A function to do model training based on selected features and model.

Parameters:

data – A log normalized expression matrix. Rows are cells; Columns are features.
label_column – A string to specify the name of cell type column in the data.
features – A list to decide the features remained for model training.
model – A string to decide the training model. “random_foreast”, “svm” or “logistic” could be selected.
normalization_method – A string to decide how to normalize data. Default is “Min-Max”. Other available words including “Standardization”. If features are returned by feature_selection function, this parameter should be consistent with the counterpart used for running feature_selection function.
feature_selection_params – A dict to show params used for extracting informaive features used for model training.
parameters – A dict to elucidate the parameter name and value pair that should be searched in the grid search algorithm for corresponding model. Default is None.
probability – A Bool value to decide whether the logits should be return when the model is “svm”. Default is False.
random_state – A int to control the randomness of the bootstrapping of the samples. It takes effect when model is set in ‘random_foreast’ or in “logistic”. Default is 10.

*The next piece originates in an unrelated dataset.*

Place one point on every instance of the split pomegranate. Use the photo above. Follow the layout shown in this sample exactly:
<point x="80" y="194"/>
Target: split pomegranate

cv – A int to decide the number of cross validation for grid serach. Default is 5.
n_jobs – A int to decide the number of thread used for the program. Default is -1, meaning using all available threads.
filename – A string to indicte the name of output file.
save – A Bool value to decide whether the result will be written into disk. Default is True.
logger – A log_file object to write log information into disk. Default is None.